Como foi? Foi uma coisa parecida com a ideia de paraíso. Com o palco iluminado por néones, deflagrações de strobe e imagens sulfurosas que se desfaziam em veludos no ecrã, criaram um belo efeito de tridimensionalidade e de flutuação que nos prendeu do princípio ao fim do espetáculo. A voz de falsetto supremo de Jónsi continua a arrepiar e o todo foi celeste, elevado, puríssimo, em que entramos e literalmente ficamos para sempre dentro da memória daquele éter.
E Sigur Rós quer dizer o quê?
Conforme quisermos ler, Sigur Rós significa sempre um triunfo: ou quer dizer literalmente a vitória aflorou ou então que é a rosa da vitória. Se quisermos ler tudo junto, como se por exemplo estivéssemos a chamar por alguém, então devemos dizer Sigurrós, que é o nome da irmã mais nova de Jón Bór, o Jónsi, vocalista e fundador do grupo islandês.

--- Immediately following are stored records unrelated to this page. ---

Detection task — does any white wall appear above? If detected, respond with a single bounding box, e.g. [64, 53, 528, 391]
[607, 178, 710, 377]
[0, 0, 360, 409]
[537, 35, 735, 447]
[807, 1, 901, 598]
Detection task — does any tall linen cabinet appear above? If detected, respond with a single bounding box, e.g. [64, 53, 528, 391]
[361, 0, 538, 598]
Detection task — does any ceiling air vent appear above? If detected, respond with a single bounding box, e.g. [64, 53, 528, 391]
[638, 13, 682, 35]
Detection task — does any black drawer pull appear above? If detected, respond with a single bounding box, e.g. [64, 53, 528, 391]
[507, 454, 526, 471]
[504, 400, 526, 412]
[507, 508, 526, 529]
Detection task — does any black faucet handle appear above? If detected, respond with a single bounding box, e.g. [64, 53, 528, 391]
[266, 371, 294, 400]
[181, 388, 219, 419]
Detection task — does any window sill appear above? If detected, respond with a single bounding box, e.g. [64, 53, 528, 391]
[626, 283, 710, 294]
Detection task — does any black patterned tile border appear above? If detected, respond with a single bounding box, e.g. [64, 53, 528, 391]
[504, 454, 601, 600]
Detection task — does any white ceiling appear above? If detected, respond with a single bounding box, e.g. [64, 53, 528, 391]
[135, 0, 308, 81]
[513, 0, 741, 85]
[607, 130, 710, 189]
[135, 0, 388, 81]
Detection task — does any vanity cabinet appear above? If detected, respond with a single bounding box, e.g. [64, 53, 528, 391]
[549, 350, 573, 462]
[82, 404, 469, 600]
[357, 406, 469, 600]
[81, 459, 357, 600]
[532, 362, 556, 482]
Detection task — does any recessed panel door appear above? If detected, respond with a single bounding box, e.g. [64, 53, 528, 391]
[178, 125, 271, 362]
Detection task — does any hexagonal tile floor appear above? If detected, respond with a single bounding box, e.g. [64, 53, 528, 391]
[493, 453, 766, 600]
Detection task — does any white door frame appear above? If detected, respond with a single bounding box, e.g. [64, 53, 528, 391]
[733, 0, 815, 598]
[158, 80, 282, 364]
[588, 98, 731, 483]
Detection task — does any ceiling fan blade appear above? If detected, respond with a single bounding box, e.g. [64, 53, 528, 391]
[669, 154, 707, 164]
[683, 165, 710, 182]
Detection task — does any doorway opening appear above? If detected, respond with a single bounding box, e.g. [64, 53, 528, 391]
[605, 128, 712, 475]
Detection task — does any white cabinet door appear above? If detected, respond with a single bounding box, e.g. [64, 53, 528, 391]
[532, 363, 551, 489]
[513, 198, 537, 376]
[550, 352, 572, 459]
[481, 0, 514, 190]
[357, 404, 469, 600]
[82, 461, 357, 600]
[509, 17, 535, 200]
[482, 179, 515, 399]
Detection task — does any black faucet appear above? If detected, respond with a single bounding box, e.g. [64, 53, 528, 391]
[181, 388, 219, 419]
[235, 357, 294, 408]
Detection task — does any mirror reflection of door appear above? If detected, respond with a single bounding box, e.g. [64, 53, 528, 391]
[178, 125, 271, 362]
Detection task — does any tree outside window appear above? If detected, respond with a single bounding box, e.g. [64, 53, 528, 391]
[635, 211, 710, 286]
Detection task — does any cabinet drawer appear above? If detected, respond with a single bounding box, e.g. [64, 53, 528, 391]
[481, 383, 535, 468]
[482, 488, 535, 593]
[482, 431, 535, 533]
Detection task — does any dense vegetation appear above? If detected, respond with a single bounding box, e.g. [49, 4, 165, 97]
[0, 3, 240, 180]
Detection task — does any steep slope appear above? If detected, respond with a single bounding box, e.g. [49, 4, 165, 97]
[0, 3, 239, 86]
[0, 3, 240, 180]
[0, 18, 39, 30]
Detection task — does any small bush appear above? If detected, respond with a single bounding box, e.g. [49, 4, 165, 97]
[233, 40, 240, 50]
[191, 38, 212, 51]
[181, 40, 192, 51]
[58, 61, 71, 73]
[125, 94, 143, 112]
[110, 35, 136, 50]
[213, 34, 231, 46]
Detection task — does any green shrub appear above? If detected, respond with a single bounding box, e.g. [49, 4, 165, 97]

Eles são uns tipos estranhos
Jónsi, o vocalista dos Sigur Rós, é um tipo meio estranho (e durante muito tempo não soubemos exatamente se ele é ou não cego de um olho) que toca a guitarra elétrica de forma invulgar. Ataca-a com um arco de cello, e toca-a com violência, a perfurá-la até aos ossos, e no fim o arco fica todo descabelado e Jónsi pinga num esgar. Os outros dois também são estranhos: Goggi às vezes toca o baixo com um pau de baqueta, como na "Afssol" do primeiro disco, e Orri toca bateria e também teclas, o que é invulgar num baterista, mas a maior parte do tempo no palco está a animalizar-se e é ele que controla o motorik de andamento da banda.
O arranque foi morno?
Se tirarmos o concerto dos Sigur Rós da equação, não houve no primeiro dia do Primavera mais nenhuma banda capaz de exaltar o factor "wow!" ou de nos roubar literalmente o coração. Não tem agora a ver com unanimismo, maiorias ou imensas minorias, mas faltou um bocadinho mais de peso ou de poder emocional ao primeiro dia do Primavera Sound.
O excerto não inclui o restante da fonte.